En dehors des thèmes relatifs à Ellen White, ce que l'on me demande le plus souvent touche essentiellement à la spiritualité chrétienne. Comment rencontrer Dieu au XXIe siècle ? Comment personnaliser ma relation avec Dieu, comment la vivre de façon créative et gratuite ? Quelles sont nos racines ? Comment sont nées nos croyances, sont-elles tombées du ciel, comment l'Eglise adventiste a-t-elle évolué, pourquoi et quand est-elle devenue parfois légaliste, voire fondamentaliste (juste après le décès d'Ellen White) ? Quel sens donner au sabbat aujourd'hui ? Les adventistes sont-ils propriétaires de la vérité ? Le pardon. Réflexion sur la grâce, l'assurance du salut, la gratuité de notre relation à Dieu.

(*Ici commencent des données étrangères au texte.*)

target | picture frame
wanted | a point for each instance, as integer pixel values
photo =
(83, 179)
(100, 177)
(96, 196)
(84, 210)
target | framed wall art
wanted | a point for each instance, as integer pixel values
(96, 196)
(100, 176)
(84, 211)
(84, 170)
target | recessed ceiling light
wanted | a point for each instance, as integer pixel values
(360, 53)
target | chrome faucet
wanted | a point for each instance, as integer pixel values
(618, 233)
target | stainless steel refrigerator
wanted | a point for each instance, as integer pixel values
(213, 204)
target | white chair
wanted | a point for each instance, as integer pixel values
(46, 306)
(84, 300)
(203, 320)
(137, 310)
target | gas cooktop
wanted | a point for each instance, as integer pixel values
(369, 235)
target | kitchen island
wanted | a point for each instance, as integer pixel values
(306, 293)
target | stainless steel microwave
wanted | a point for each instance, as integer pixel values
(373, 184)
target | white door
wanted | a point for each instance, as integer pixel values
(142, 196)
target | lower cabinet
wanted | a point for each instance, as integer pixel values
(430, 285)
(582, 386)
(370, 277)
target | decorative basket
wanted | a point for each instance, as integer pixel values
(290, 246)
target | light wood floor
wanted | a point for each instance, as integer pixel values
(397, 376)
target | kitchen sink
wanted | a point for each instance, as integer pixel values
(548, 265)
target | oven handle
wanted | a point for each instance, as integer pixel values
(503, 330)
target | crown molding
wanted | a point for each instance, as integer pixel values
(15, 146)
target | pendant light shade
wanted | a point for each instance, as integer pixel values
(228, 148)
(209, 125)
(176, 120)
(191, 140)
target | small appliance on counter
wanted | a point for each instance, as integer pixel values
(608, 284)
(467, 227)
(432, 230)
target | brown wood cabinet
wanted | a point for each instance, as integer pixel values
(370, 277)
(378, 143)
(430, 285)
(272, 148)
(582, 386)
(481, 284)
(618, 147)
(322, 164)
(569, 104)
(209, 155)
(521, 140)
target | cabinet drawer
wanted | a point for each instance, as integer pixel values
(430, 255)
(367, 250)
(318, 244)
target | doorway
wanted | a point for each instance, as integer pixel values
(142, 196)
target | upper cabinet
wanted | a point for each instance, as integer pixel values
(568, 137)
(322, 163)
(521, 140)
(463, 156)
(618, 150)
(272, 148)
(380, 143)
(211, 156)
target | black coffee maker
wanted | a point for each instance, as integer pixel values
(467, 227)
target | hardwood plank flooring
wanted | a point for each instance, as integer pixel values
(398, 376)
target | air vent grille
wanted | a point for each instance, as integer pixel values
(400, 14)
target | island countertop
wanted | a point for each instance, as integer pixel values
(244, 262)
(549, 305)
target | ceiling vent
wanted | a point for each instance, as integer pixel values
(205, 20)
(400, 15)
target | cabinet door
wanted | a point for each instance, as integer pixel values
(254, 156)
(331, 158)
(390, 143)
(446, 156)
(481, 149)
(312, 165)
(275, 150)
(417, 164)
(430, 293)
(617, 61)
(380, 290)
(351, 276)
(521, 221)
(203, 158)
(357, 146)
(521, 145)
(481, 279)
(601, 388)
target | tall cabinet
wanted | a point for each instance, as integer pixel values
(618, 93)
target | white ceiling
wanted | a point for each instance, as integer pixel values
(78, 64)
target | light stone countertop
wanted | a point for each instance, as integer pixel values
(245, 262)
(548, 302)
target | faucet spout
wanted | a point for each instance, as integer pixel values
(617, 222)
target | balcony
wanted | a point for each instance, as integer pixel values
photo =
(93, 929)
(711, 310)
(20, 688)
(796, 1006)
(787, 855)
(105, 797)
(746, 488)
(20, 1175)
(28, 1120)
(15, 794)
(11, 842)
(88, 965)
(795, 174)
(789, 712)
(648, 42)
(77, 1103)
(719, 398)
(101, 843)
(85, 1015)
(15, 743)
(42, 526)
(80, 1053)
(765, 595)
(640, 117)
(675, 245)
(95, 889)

A celles et ceux qui souhaiteraient approfondir ce sujet, j'ai écrit ce document : "Le cadeau de Dieu : regard sur une parole rafraîchissante d'Ellen White sur la gratuité du salut".

Il y a beaucoup d'autres sujets que j'aborde dans mes voyages, écrivez-moi, nous en reparlerons. A moins que vous souhaitiez que je le dise sur le forum J. Je reste disponible, n'hésitez pas à me contacter pour une chose ou une autre : jl.rolland@campusadventiste.edu (Téléphone au bureau : 04 50 87 68 09)

A vous toutes et à vous tous, ainsi qu'à tous ceux que vous aimez, une excellente année 2006 remplie de cadeaux du ciel. Que notre Dieu de tendresse vous offre la joie de vivre en paix, dans la joie, au service de ceux qu'il met sur votre chemin.